Saturday, January 16, 2021

The Four Horsemen of the Apocalypse

I had just finished reading Forever Amber by Kathleen Winsor and went looking for another novel to read. Years ago, I had read The Four Horsemen of the Apocalypse by Vicente Blasco Ibáñez, and was so impressed, I went back to Project Gutenberg to download more ebooks of Blasco Ibáñez's work. I had put the downloaded mobi files into my computer with the intention of reading them right away. Being a bit of a procrastinator, I neglected the file.

I went back to the neglected file the first week of this year and put Blasco Ibáñez' The Cabin (La barraca) in my Kindle, with a few of his novels going into the queue.

After reading The Cabin (La barraca) and The Torrent (Entre Naranjos).I went on to reread The Four Horsemen of the Apocalypse.

First published in 1916, the story revolves around an Argentinian land-owner (millionaire Julio Madariaga) and his two sons-in-law - one a Frenchman (Marcelo Desnoyers), the other German (Karl Hartrott).

Following the death of Madariaga, the two wealthy families move to Europe -Desnoyers to Paris, Hartrott to Germany.

As the two countries go to war, the two families take sides with their new countries.

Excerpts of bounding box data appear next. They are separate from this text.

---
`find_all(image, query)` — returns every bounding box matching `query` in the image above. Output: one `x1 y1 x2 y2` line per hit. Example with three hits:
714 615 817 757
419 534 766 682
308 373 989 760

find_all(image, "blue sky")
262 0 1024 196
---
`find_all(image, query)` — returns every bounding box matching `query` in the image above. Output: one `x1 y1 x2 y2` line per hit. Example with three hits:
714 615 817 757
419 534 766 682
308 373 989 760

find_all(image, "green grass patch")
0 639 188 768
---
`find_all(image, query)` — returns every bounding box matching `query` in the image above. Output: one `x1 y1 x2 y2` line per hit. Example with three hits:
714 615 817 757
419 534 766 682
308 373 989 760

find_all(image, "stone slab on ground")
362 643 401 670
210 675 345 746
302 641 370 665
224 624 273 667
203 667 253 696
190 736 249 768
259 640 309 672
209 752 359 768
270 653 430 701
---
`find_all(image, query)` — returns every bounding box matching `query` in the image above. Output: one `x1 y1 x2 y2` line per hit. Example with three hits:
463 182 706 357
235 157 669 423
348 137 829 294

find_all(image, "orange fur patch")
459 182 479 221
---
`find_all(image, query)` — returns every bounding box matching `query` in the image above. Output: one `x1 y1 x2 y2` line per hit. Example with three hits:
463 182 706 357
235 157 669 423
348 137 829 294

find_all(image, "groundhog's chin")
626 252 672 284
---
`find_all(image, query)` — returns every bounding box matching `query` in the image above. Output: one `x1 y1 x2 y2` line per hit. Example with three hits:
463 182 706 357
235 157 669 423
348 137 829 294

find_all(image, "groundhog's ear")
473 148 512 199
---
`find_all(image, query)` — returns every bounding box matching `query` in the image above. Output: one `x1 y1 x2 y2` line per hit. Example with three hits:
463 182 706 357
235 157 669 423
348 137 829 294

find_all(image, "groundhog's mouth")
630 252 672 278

Blasco Ibáñez' description of German atrocities committed during World War I was mind opening. I had not realized that the German atrocities in WWI were nearly as bad as those committed in the Second World War. No Holocaust, of course, but still astonishing when compared to previous wars in Europe.

The 1918 English translation by Charlotte Brewster Jordan became the best-selling novel in the U.S in 1919. Publishers Weekly hailed it as "a superbly human story told by a genius", a review with which I heartily agree; it is most definitely one of the greatest novels written in the 20th Century.

The novel can be found in a number of formats at Project Gutenberg.